Every week day 10:00-11:50 Hagerty Hall 186
Instructors: Marie-Catherine de Marneffe
Office hours: Monday 1:00-2:00 or by appointment
Ohio Stadium East, room 118E
In current linguistic research, it is often necessary to deal with lots of data (corpus or experimental data). This course offers practical training in standard computational tools for tackling different kinds of data for linguistic research. Students will learn computational techniques to access, search and format linguistic datasets, including text corpora, speech and audio, structured representations and experimental measurements. The course will also cover data exploration and visualization.
No prerequisite in programming is required: the course will cover introductory scripting in Python, R and Praat. The course is designed to be hands-on, and students will have the opportunity to work on the problem sets during the class sessions.
- Students will gain hands-on experience gathering, formatting, and manipulating data.
- Students will learn to use corpus, field, and experimental data, as well as to combine data from multiple sources.
- Students will learn to work with existing computational tools.
- At the end of the course, students will be able to process massive amounts of linguistic data.
The course is designed to stand alone, but also to provide an introduction to the graduate Computational Linguistics sequence. It is not a prerequisite for the Computational Linguistics courses, but is helpful for students who lack any prior experience with computational tools.
- Accessing and navigating corpora
- Linguistic data manipulation and visualization
- Automatic processing of structured linguistic representations
- R scripting
- Praat scripting
The schedule page and this one serve as the syllabus for this course.
Unit 1: Basic data manipulations
Unit 2: Reading text and counting words
- Introduction and motivation
- Case study: Do women talk more than men?
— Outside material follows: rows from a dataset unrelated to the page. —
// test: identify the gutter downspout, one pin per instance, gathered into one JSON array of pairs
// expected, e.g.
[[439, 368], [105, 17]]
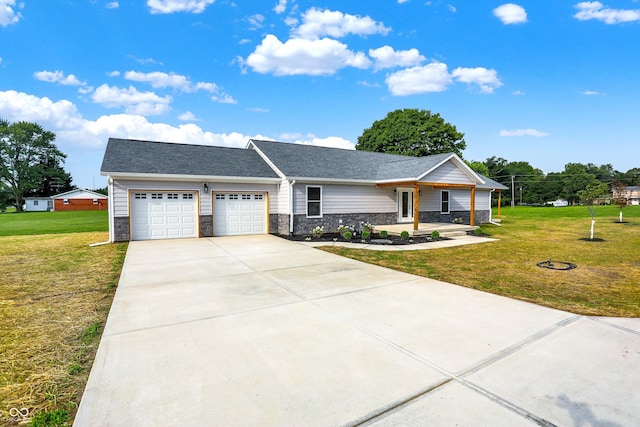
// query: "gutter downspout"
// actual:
[[490, 212], [291, 184], [110, 213]]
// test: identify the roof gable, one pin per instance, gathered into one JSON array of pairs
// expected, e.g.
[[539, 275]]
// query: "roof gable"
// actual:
[[128, 156]]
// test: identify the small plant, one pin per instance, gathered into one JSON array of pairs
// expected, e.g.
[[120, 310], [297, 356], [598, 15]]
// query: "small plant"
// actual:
[[317, 232]]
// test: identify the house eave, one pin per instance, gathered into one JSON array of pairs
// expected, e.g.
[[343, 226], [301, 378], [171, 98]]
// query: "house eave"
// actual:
[[177, 177]]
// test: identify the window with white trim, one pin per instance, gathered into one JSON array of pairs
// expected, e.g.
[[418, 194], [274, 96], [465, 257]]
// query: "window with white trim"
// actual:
[[314, 201], [444, 201]]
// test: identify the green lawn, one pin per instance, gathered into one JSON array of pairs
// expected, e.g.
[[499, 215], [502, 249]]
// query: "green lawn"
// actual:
[[55, 294], [606, 282], [32, 223]]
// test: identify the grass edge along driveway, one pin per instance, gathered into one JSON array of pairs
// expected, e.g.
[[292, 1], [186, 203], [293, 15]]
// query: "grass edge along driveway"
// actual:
[[606, 282], [55, 294]]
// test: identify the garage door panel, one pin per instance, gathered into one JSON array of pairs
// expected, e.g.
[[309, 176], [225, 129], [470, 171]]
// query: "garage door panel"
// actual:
[[163, 215], [239, 213]]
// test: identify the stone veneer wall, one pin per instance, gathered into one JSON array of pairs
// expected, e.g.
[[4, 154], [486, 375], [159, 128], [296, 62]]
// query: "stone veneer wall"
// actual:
[[206, 225], [304, 225], [121, 229]]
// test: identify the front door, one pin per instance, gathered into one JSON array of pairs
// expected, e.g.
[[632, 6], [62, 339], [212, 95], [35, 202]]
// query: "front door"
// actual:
[[405, 205]]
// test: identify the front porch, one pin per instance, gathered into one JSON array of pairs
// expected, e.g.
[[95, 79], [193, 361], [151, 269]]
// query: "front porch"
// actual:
[[425, 228]]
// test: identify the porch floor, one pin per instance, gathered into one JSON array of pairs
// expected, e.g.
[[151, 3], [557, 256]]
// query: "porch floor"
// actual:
[[425, 228]]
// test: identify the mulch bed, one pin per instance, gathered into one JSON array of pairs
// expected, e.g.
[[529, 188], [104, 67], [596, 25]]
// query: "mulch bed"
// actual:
[[374, 240]]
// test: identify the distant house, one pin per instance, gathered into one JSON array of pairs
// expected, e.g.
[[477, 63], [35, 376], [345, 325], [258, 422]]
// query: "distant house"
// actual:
[[80, 200], [632, 194], [38, 204], [559, 203]]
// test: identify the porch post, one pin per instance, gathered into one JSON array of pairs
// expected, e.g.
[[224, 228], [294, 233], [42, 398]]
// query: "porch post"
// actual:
[[472, 216], [416, 206]]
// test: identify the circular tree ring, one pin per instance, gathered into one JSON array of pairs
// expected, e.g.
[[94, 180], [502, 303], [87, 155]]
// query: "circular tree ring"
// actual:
[[557, 265]]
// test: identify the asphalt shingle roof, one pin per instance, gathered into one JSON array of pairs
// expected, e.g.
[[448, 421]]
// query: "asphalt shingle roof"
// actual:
[[308, 161], [135, 156]]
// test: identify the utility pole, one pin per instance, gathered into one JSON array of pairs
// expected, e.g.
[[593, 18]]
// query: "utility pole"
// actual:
[[513, 192]]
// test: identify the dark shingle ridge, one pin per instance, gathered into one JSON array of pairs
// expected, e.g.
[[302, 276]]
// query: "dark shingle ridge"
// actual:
[[168, 158], [310, 161]]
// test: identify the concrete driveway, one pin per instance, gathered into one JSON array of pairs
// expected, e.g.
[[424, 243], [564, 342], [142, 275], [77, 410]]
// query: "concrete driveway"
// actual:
[[258, 330]]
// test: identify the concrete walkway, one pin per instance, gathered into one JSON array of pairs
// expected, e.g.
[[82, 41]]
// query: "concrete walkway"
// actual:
[[257, 330]]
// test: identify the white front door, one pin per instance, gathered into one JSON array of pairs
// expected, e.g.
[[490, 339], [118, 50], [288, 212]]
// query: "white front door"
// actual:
[[405, 205]]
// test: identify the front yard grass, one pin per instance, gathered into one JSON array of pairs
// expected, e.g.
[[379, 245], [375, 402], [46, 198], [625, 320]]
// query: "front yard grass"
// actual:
[[56, 292], [32, 223], [606, 282]]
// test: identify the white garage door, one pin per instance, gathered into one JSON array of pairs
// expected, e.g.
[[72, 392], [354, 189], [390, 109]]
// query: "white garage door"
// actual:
[[239, 213], [163, 215]]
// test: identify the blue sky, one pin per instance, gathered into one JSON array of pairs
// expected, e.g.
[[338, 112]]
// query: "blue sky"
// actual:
[[548, 82]]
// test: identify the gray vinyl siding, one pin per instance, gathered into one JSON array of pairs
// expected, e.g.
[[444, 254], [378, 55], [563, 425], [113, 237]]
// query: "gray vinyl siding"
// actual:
[[122, 187], [448, 173], [347, 199]]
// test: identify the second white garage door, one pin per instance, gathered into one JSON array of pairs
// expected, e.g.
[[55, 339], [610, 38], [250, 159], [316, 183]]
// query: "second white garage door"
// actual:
[[239, 213]]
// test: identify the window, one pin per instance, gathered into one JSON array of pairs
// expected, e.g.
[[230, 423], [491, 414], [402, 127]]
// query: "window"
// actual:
[[444, 201], [314, 202]]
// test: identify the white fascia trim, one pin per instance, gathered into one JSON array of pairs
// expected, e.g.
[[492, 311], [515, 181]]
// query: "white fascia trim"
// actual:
[[308, 180], [165, 177], [461, 164], [268, 161]]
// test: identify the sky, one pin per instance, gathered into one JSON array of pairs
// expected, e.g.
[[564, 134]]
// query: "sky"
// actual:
[[544, 81]]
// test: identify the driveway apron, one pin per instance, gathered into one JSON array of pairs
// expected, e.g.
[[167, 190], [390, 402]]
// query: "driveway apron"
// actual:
[[258, 330]]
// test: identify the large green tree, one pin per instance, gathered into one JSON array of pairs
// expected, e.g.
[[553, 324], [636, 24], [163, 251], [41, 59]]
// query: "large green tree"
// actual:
[[25, 151], [412, 132]]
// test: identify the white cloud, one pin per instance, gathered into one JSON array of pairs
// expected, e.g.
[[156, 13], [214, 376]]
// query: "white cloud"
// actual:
[[187, 116], [58, 77], [511, 13], [301, 56], [280, 7], [386, 57], [172, 6], [159, 79], [224, 98], [588, 10], [21, 106], [523, 132], [62, 118], [433, 77], [317, 23], [8, 15], [486, 80], [133, 101]]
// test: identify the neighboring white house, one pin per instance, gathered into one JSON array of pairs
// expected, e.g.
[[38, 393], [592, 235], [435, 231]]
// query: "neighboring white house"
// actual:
[[162, 190], [38, 204]]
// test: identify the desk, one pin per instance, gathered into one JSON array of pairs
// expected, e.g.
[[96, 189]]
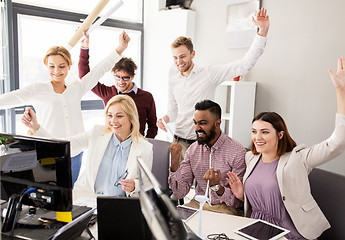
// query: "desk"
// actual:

- How to use dialogue corpora to test a hypothesis
Basic Unix environment
- How to access and navigate data directories
- A computer language to deal with human language: Introductory Python
- Basic file IO
- Decision-making: logic, comparatives, conditionals
Unit 3: R and Praat scripting
- Case study: Investigating Zipf's law
- Counting instances of a word in a file
- Counting all words/bigrams
Unit 4: Dealing with linguistic structured representations
- Case study: Automatically extracting measurements to make vowel space plots, a glimpse into OhioSpeaks
- The R language:
- Variables, control statements and data structures in R
- Data exploration: the dative alternation, do children differ from adults?
- The Praat language:
- Variables, control statements and data structures in Praat
- Manipulation of audio data
- Case study: Which verbs allow the dative alternation?
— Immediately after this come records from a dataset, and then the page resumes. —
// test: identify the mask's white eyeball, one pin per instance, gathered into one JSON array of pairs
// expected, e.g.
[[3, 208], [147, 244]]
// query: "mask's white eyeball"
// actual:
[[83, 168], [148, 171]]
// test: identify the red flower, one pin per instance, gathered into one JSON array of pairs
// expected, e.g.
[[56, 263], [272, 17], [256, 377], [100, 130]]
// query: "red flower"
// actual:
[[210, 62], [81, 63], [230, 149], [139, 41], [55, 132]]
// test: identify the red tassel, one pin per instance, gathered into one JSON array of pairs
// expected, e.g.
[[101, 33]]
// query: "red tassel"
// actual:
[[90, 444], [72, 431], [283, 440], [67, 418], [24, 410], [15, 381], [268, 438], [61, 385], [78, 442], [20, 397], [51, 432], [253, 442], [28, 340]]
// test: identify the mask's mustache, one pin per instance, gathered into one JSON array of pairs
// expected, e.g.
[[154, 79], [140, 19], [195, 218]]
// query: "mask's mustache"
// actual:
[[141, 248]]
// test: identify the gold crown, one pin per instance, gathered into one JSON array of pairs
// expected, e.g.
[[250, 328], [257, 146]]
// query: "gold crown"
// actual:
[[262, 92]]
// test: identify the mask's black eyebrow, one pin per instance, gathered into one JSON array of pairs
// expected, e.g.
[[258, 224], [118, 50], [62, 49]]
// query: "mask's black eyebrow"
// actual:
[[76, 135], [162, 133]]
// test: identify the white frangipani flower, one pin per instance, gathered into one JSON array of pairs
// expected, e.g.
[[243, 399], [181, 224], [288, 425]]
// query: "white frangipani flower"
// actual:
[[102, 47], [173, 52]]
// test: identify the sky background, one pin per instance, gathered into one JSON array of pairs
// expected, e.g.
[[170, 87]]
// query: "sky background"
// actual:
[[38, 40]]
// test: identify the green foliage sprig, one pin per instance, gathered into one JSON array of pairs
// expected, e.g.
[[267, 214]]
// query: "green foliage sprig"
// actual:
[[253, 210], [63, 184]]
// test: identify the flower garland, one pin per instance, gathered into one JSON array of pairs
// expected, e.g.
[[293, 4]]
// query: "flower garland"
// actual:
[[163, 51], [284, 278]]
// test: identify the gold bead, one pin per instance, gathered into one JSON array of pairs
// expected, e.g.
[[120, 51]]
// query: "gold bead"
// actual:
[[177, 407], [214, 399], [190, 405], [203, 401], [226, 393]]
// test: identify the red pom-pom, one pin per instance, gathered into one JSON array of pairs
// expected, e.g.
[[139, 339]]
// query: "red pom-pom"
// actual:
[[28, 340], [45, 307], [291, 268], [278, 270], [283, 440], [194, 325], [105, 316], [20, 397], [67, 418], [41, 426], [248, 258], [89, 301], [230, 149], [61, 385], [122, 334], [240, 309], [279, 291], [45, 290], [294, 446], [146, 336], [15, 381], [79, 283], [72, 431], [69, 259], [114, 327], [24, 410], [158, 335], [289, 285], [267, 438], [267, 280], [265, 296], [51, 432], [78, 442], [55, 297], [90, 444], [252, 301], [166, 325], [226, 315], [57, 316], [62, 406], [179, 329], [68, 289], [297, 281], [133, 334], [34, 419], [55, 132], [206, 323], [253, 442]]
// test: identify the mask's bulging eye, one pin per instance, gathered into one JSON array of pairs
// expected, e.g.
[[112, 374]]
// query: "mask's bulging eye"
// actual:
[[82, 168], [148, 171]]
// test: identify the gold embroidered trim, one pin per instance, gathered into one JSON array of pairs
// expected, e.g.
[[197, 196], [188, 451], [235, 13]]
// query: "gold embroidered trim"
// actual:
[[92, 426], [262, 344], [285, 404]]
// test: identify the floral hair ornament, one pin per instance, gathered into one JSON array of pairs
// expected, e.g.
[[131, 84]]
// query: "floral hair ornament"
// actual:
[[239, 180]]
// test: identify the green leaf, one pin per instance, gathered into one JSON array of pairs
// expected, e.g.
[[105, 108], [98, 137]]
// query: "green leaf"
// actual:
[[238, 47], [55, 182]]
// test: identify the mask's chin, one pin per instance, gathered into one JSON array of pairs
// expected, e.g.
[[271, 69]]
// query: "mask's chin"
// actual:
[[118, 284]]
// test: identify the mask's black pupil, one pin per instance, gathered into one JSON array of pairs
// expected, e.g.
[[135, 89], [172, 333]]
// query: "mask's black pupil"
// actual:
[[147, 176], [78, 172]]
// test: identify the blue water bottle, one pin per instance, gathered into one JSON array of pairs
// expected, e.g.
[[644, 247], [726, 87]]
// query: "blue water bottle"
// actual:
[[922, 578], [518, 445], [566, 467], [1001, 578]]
- Field-structured: CSV, space-delimited
- Tree-structured and NLTK: Penn TreeBank parses
- Internationalization, non-standard character sets:
How to deal with Arabic, Chinese, Hindi or Cyrillic?
There will be three assignments to turn in. Each one will require students to write a short program to perform some analysis of a dataset (for instance, assignment 1 is to write a Python program measuring utterance lengths by men and women in a section of the Fisher corpus). Students will work on the assignments both in class and at home, and will be encouraged to work collaboratively in small groups, but everyone has to turn in his/her own assignment.
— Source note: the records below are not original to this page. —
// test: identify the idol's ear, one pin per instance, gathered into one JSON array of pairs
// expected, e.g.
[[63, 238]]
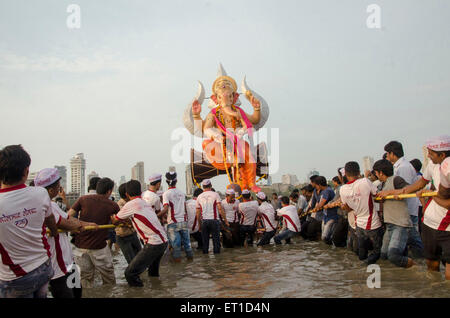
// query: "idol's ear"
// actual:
[[264, 106], [212, 101]]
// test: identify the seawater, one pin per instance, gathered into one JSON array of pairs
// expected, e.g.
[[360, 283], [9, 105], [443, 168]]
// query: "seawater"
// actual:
[[301, 269]]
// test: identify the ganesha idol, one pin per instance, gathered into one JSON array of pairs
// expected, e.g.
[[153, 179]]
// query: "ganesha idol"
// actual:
[[225, 150]]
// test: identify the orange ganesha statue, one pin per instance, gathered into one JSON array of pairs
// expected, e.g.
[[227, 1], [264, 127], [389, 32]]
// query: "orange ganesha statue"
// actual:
[[225, 126]]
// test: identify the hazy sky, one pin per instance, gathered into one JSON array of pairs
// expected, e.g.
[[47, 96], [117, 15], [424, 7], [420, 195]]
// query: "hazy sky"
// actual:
[[116, 88]]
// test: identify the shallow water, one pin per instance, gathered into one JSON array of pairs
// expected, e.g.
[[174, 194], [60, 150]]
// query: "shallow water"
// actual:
[[301, 269]]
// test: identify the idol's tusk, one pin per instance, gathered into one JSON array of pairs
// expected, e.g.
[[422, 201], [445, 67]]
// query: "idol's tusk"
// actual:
[[200, 93], [244, 86]]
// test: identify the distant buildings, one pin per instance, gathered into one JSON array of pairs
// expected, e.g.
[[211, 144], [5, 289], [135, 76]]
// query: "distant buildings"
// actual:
[[137, 173], [63, 174], [78, 170], [367, 163], [290, 179], [312, 173], [93, 174]]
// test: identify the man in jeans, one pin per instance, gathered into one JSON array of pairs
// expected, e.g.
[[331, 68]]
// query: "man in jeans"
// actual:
[[404, 169], [26, 269], [357, 196], [207, 205], [92, 252], [177, 229], [150, 231], [396, 217], [126, 235], [249, 211], [268, 215], [330, 216], [291, 222]]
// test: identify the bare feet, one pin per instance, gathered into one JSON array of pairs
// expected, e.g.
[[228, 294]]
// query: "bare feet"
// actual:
[[410, 263]]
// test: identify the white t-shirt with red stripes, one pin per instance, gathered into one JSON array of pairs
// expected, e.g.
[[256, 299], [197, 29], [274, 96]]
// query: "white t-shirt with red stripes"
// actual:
[[290, 218], [153, 199], [249, 211], [358, 195], [445, 173], [434, 215], [23, 240], [191, 211], [175, 199], [144, 220], [208, 201], [231, 210], [62, 256], [267, 212]]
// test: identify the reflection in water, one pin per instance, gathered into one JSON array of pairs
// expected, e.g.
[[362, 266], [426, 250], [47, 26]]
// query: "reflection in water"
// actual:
[[302, 269]]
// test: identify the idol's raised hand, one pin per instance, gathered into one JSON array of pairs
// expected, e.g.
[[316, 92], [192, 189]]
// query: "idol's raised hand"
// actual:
[[196, 107]]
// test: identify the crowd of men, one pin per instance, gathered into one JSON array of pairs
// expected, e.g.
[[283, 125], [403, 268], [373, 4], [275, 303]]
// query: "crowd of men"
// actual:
[[36, 249]]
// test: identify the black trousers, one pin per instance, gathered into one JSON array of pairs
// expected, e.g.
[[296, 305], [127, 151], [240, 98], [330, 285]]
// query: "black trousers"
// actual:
[[247, 230], [198, 237], [60, 289], [211, 227], [339, 236], [149, 258], [267, 236]]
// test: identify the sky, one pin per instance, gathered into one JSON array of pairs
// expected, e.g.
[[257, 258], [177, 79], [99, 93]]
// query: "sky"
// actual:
[[115, 89]]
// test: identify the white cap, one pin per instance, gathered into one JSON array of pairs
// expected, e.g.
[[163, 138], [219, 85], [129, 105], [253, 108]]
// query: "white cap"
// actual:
[[439, 143], [46, 177], [155, 177], [206, 182], [261, 195], [229, 192]]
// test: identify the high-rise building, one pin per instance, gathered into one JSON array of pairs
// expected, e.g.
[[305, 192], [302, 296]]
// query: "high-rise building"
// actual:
[[313, 172], [367, 163], [63, 174], [31, 177], [290, 179], [137, 173], [91, 175], [78, 171]]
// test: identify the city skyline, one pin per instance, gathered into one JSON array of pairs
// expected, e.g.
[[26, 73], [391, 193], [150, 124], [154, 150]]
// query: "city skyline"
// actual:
[[337, 90]]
Periodically there will be day to day short assignments strongly recommended, but that do not have to be turned in. Participation in class is mandatory.
A tentative schedule for the month is posted on the schedule page. Readings and assignments may change! Deadlines will be announced in class too.
This is a 3-credit course, graded on a letter-grade (A, B, C, D, E) basis. Students are expected to attend class meetings, complete reading and assignments, as well as actively participate in class discussions.
Homeworks (75%): Three homework assignments will be due by the beginning of class. They will be turned in through Carmen. No late homeworks will be accepted.
Participation (25%): Participation in class will
Grades will be assigned using the standard OSU scale.
Materials for each unit will be posted on the website, as will the slides presented in class. Datasets which cannot be made publicly available will be on Carmen. Assignments will need to be turned in through Carmen.
Note that email from Carmen is sent to your official email address (Name.Number@osu.edu). You should read email sent to your official OSU account on a daily basis.
If you know you won't be able to make a deadline, please see me before you miss the deadline!
As with any class at this university, students are required to follow the Ohio State Code of Student Conduct. In particular, note that students are not allowed to, among other things, submit plagiarized (copied but unacknowledged) work for credit. If any violation occurs, I am required to report the violation to the Council on Academic Misconduct. See the Committee on Academic Misconduct's Frequently Asked Questions.
Students who need an accommodation based on the impact of a disability should contact me to arrange an appointment as soon as possible to discuss the course format, to anticipate needs, and to explore potential accommodations. I rely on the Office of Disability Services for assistance in verifying the need for accommodations and developing accommodation strategies. Students who have not previously contacted the Office for Disability Services are encouraged to do so (292-3307; http://www.ods.ohio-state.edu).